Feiern ist Teil unserer Freiheit – bis sie die Grenzen anderer verletzt. Covid-19 hat dazu geführt, dass sich hier etwas verschoben hat. Wir haben uns neue Konzepte für das Feiern angeschaut.
Sommerzeit, laue Nächte, geschlossene Clubs. Viele machen das Beste daraus und feiern eben draußen. Allerdings führt das vielerorts zu heftigen Konflikten. In Bonn gab es am Rhein kürzlich fünf Polizeieinsätze, 50 Platzverweise und vier Festnahmen.
- Menschen, die feiern wollen, werden kriminalisiert.
- Menschen, die schlafen wollen, werden tyrannisiert.
- Polizei und Ordnungsamt werden beschimpft und bespuckt.
Party in der Pandemie geht nur draußen - im öffentlichen Raum. Damit das funktionieren kann, braucht es neue Konzepte für den Umgang mit Feiernden.
Schon wieder alles wie vorher?
Der Elisabethplatz in München-Schwabing ist einer von vielen Plätzen in Deutschland, in dessen Nähe am Wochenende die einen feiern – und die anderen schlafen wollen.
"Neu in diesem Sommer ist, dass auch Plätze belegt sind, die vorher nicht belegt waren."
Brigitte Gans leitet in München das Allparteiliche Konfliktmanagement (AKIM). Sie hat gerade viel zu tun, denn momentan gebe es "für dieses Bedürfnis, auch mal nachts feiern und laut sein zu können, nur noch den öffentlichen Raum." Während in vielen Städten Polizei und Ordnungsamt sofort einschreiten, hat sich München 2015 entschlossen, eine Instanz zwischenzuschalten.
AKIM vermittelt
Die Leute von AKIM sind immer zu zweit unterwegs – sie versuchen zu vermitteln: zwischen Partywütigen und Menschen, die in Ruhe auf ihrem Balkon sitzen möchten. Brigitte Gans und ihr Team haben allerdings keine Befugnisse. Die wollen sie auch nicht, sagt sie. Dafür reden sie mit den Leuten auf Augenhöhe.
Einige Plätze betreuen sie dauerhaft, ihre Schichten gehen auch mal bis drei Uhr morgens. Die meisten Konflikte könnten so im Vorfeld entschärft werden, weil der Großteil der Leute das dann einsehe.
"Es ist so ein bisschen die Kraft der Ausdauer, sag ich mal."
Aber nicht alle sehen es ein.
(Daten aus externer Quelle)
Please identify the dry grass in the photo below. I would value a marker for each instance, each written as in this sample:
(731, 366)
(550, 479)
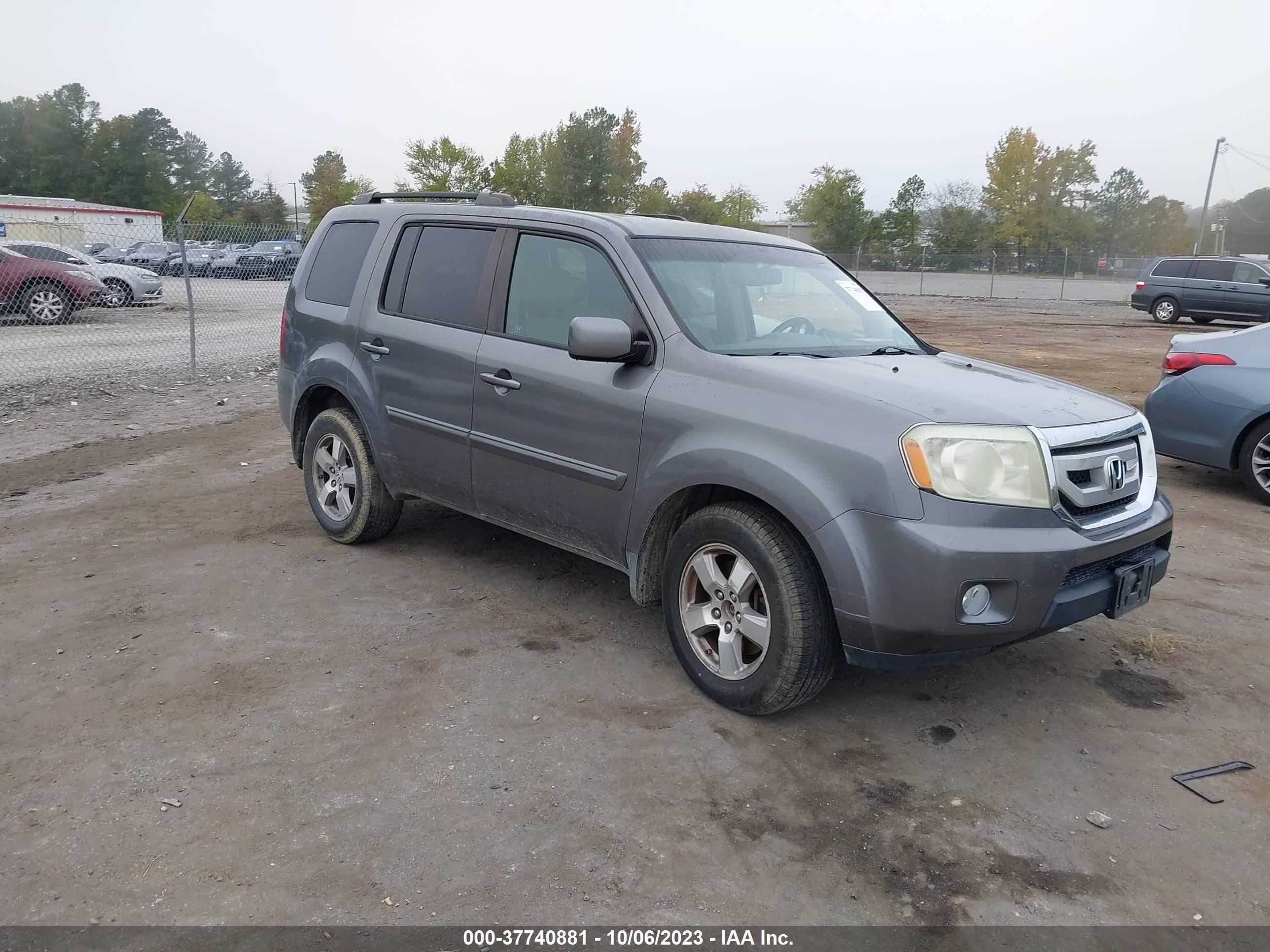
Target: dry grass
(1159, 645)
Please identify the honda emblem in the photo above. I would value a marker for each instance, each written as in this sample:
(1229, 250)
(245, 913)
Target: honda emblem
(1116, 473)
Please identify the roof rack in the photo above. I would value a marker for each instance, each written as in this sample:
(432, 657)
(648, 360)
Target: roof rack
(497, 199)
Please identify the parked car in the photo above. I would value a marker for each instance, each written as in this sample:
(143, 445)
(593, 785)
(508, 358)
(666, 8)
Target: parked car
(794, 485)
(111, 256)
(150, 254)
(200, 261)
(1203, 289)
(45, 292)
(271, 259)
(126, 285)
(226, 266)
(1212, 406)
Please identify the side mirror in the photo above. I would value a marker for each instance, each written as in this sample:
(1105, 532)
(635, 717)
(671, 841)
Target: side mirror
(606, 340)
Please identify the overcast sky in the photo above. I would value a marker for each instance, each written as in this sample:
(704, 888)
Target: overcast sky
(742, 92)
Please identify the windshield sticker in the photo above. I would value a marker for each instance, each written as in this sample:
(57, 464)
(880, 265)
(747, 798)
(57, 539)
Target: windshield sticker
(860, 295)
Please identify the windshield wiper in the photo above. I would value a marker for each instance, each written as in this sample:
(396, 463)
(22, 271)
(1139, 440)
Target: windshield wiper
(892, 349)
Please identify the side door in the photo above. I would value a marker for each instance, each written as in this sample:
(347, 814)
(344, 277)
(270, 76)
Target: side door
(417, 347)
(1205, 287)
(1247, 296)
(556, 441)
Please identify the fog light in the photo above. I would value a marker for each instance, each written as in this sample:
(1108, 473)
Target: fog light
(976, 601)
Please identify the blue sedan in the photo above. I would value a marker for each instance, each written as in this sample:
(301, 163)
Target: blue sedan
(1212, 406)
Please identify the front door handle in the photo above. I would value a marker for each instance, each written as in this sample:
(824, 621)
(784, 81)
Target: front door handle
(506, 382)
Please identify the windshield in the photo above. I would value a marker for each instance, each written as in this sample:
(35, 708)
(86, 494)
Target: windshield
(755, 300)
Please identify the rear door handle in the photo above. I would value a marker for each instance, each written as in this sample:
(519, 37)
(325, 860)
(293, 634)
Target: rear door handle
(506, 382)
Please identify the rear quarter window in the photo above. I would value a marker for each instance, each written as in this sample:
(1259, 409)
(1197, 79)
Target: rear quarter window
(338, 262)
(1172, 268)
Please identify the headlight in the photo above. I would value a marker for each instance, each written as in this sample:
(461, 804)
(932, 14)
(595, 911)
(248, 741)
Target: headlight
(976, 464)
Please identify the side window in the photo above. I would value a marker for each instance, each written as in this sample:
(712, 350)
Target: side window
(556, 281)
(340, 261)
(1172, 268)
(1209, 270)
(444, 281)
(1249, 273)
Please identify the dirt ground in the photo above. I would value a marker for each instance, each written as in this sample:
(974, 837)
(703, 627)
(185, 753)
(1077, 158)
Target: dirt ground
(484, 729)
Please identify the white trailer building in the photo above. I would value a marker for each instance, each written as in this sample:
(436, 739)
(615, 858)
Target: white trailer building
(67, 221)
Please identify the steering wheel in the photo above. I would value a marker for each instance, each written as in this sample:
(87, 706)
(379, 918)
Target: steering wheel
(793, 325)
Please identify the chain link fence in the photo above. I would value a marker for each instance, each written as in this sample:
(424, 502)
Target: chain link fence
(96, 305)
(1055, 276)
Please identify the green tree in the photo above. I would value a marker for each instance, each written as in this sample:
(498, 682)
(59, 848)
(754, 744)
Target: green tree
(1249, 229)
(229, 183)
(60, 134)
(1014, 190)
(133, 162)
(835, 205)
(627, 164)
(1118, 208)
(445, 166)
(1163, 229)
(265, 207)
(328, 186)
(699, 204)
(740, 207)
(521, 172)
(654, 199)
(579, 163)
(192, 166)
(901, 221)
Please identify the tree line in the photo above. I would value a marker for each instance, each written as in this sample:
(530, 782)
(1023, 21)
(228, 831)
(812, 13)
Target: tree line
(58, 144)
(1037, 199)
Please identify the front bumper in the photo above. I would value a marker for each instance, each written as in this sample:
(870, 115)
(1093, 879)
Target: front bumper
(897, 601)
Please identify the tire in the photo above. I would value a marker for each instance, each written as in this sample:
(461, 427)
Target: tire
(371, 510)
(802, 648)
(1166, 310)
(120, 296)
(1255, 462)
(47, 304)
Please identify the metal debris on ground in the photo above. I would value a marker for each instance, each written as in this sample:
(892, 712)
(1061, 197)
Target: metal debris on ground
(1211, 772)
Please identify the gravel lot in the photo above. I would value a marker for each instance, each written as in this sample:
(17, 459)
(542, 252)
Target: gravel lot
(482, 728)
(235, 328)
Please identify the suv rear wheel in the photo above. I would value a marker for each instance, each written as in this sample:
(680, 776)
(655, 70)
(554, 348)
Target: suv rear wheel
(1255, 461)
(47, 304)
(345, 489)
(747, 612)
(1166, 311)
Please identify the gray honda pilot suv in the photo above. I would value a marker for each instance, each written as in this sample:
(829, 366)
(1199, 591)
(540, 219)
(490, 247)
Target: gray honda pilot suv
(726, 417)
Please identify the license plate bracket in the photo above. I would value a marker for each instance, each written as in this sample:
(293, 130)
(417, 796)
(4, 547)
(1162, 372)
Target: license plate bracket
(1132, 588)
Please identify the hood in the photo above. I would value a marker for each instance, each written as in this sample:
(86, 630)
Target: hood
(952, 389)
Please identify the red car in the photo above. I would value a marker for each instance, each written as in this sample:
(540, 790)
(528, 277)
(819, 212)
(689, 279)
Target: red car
(45, 292)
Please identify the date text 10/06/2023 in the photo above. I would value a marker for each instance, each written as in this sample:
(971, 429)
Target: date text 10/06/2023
(623, 938)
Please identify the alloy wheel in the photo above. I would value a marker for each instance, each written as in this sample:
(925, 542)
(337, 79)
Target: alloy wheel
(46, 306)
(724, 611)
(334, 477)
(1262, 464)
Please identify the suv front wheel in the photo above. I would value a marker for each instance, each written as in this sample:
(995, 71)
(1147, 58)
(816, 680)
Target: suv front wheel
(1166, 311)
(747, 611)
(343, 484)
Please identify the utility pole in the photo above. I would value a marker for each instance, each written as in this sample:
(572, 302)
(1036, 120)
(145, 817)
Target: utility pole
(295, 206)
(1208, 192)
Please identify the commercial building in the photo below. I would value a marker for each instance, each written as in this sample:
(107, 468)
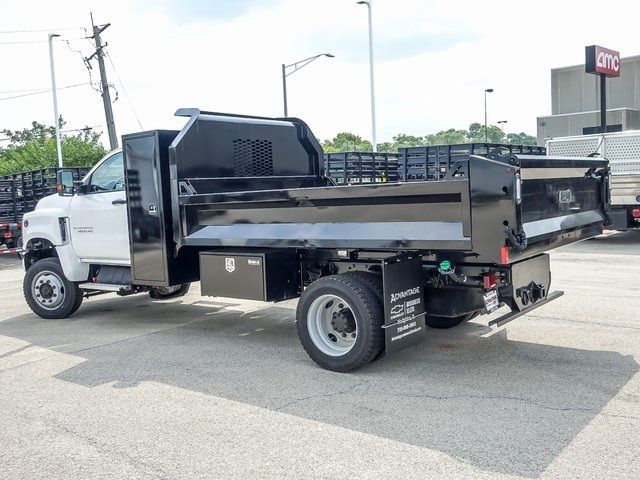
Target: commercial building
(575, 101)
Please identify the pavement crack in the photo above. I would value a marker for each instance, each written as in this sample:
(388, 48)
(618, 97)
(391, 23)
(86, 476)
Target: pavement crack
(322, 395)
(516, 399)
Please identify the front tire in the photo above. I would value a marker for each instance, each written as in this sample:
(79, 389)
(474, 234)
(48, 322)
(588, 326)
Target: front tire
(339, 322)
(48, 292)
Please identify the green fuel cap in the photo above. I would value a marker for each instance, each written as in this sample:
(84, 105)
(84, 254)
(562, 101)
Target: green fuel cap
(445, 265)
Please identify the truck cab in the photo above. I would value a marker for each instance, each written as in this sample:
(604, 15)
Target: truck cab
(90, 220)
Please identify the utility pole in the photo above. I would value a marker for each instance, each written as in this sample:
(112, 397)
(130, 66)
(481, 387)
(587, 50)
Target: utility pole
(55, 99)
(374, 139)
(104, 85)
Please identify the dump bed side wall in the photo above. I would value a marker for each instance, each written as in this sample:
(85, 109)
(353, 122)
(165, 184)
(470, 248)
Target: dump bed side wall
(394, 216)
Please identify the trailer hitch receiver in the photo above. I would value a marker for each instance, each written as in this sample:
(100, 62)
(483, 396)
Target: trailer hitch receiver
(531, 293)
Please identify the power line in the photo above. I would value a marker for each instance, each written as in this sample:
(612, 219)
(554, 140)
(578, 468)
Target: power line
(39, 92)
(42, 30)
(22, 91)
(135, 114)
(22, 42)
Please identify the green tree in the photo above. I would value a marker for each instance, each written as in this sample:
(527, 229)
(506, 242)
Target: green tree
(35, 147)
(521, 139)
(494, 133)
(346, 142)
(448, 137)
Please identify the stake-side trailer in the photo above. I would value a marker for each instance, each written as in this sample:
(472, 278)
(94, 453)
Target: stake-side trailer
(622, 151)
(242, 205)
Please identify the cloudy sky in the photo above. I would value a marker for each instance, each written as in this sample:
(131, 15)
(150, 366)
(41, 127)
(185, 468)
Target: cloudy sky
(433, 59)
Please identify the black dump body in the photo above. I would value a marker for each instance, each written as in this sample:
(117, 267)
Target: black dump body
(233, 181)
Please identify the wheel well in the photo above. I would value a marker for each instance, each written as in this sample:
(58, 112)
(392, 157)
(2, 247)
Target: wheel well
(37, 249)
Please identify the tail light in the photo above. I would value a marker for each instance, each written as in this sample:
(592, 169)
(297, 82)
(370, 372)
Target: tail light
(490, 281)
(504, 255)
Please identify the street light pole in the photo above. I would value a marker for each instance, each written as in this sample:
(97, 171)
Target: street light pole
(296, 66)
(486, 137)
(55, 98)
(284, 90)
(371, 76)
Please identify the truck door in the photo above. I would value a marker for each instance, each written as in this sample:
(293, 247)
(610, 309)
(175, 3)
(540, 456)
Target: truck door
(98, 218)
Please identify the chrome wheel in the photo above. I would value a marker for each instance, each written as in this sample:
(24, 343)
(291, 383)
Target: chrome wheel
(47, 289)
(332, 325)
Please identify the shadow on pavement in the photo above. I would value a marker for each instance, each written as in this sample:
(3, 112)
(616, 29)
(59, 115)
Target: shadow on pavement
(503, 406)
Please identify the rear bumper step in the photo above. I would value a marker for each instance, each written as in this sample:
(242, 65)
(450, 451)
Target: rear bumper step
(506, 318)
(107, 287)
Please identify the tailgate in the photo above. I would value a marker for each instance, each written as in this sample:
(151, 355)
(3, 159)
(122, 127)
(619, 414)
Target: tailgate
(523, 205)
(560, 194)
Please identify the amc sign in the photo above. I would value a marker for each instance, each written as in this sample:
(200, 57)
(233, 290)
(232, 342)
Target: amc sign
(602, 61)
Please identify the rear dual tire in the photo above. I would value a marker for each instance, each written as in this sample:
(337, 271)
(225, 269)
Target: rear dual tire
(339, 322)
(48, 292)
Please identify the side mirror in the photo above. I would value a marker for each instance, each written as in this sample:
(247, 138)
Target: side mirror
(64, 183)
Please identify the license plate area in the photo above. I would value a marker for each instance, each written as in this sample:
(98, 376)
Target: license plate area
(491, 300)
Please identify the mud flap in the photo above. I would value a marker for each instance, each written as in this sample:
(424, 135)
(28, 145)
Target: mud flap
(404, 303)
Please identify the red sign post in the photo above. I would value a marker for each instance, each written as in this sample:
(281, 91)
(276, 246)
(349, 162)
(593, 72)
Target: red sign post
(606, 63)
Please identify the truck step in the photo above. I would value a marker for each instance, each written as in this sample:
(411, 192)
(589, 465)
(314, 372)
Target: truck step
(106, 287)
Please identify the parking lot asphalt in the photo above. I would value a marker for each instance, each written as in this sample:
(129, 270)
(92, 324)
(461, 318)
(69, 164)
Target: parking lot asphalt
(203, 387)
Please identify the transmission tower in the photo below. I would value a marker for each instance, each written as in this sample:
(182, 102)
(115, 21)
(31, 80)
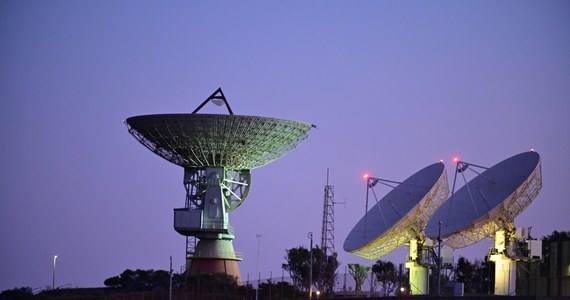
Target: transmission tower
(327, 234)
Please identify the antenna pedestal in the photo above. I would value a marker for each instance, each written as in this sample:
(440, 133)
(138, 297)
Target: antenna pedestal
(215, 256)
(211, 194)
(418, 273)
(505, 267)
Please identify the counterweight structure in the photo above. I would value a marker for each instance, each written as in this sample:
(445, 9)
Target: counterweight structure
(217, 153)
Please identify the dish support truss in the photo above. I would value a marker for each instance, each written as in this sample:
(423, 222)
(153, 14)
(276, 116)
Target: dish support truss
(211, 194)
(502, 215)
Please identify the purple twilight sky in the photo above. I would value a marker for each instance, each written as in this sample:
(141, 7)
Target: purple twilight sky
(392, 86)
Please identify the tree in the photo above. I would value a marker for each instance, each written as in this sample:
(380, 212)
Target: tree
(17, 293)
(358, 272)
(298, 265)
(139, 280)
(387, 276)
(325, 272)
(475, 276)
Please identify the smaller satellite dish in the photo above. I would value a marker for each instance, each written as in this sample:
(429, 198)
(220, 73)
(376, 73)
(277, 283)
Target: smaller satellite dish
(488, 202)
(399, 216)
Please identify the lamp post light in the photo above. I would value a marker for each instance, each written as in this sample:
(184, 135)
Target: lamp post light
(53, 276)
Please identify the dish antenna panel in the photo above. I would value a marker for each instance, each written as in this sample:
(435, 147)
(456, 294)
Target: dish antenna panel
(217, 153)
(486, 206)
(399, 218)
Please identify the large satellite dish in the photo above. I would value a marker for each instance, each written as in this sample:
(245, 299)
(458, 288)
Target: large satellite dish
(217, 153)
(400, 215)
(233, 141)
(488, 202)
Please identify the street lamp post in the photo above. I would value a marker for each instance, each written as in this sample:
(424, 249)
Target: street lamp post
(170, 280)
(53, 276)
(438, 290)
(257, 266)
(310, 236)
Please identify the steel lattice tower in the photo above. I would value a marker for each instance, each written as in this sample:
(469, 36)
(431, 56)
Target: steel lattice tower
(327, 234)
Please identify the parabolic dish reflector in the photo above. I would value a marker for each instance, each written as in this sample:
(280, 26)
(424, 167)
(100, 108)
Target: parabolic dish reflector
(205, 140)
(400, 215)
(488, 202)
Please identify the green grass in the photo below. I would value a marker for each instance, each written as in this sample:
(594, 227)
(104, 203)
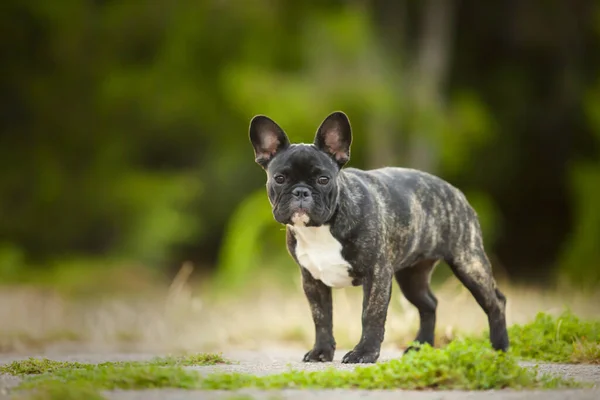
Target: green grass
(35, 366)
(463, 364)
(467, 364)
(564, 339)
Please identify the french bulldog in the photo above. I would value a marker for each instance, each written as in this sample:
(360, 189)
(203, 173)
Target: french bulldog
(352, 227)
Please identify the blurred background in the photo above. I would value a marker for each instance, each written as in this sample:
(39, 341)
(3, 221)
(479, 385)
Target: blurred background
(124, 129)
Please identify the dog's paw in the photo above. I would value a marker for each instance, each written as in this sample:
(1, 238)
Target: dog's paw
(358, 356)
(320, 354)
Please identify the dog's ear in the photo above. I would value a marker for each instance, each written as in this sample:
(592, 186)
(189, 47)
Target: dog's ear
(267, 139)
(334, 137)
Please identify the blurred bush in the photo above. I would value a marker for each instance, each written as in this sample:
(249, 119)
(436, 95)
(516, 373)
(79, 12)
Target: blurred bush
(124, 127)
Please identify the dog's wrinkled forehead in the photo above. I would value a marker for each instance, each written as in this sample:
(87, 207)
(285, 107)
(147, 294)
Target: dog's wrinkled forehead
(302, 160)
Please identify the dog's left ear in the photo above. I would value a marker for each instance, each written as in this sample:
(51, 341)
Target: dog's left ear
(334, 137)
(267, 138)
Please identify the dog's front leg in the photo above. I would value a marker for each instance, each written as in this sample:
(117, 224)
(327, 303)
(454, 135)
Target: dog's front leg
(319, 299)
(377, 290)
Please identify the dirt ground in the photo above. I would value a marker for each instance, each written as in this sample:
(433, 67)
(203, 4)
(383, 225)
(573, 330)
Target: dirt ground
(274, 360)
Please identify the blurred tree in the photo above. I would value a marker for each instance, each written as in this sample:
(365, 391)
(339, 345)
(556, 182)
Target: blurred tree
(124, 126)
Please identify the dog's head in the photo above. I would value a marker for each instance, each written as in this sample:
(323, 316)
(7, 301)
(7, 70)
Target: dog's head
(302, 179)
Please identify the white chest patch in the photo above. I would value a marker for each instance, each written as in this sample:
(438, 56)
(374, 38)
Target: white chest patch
(321, 254)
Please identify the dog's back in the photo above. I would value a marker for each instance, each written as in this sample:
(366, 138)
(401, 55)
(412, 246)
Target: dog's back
(427, 216)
Häufig folgt auf die Ruhestörung eine Ermahnung und dann ein Platzverweis. Aber Verbote sind auch keine Lösung, sagt Lutz Leichsenring, Vorstandsmitglied und Sprecher der Berliner Clubcommision.
"Mit einem Verbot erreicht man erstmal ein Unverständnis, es wird hinterfragt. Und wenn dann nicht eine gute Antwort kommt und es keine legale Alternative dazu gibt, dann wird eben versucht, das zu umgehen."
Seit über 10 Jahren sorgen Lutz Leichsenring und seine KollegInnen dafür, dass es rund um die Berliner Clubs und Partys friedlich bleibt.
In geregelte Bahnen lenken
Sogenannte "illegale Veranstaltungen" oder "free open airs" werden etwa nicht kriminalisiert, sondern versucht, in geregelte Bahnen zu lenken. So haben sie gemeinsam mit der Industrie- und Handelskammer Workshops angeboten für Organisatorinnen von "free open airs".
"Wie kann man am besten Lärm vermeiden, wie kann man am besten Müll vermeiden, wie kann man am besten auf TeilnehmerInnen einwirken."
Knapp 500 Interessierte hätten schon mitgemacht und sich über solarbetriebene Soundanlagen informiert, über die Vorbereitung von Grünflächen oder Hosentaschen-Aschenbecher informiert. Grundlage des Ganzen: miteinander reden, zuhören und gemeinsam überlegen, bevor es zum Konflikt kommt.
Codewort für die Whatsapp-Gruppe
Am Elisabethmarkt in München ist das ähnlich geregelt: Dort hat Brigitte Gans mit den Schülerinnen und Schülern der nahe gelegenen Schule kleine Vereinbarungen getroffen. Sie hat sie mit den Anwohnern zusammengebracht und beide Seiten haben sich angehört, wie sie die Situation empfinden. Für den Fall der Fälle gibt es einen Plan: Die SchülerInnen haben eine Whatsapp-Gruppe und die Anwohner haben eine Person bestimmt, die mit der Gruppe in Verbindung steht.
"Wenn es ganz schlimm ist, gibt es ein Codewort und alle wissen: Okay, wenn wir jetzt nicht leiser werden, werden die Anwohner die Polizei holen."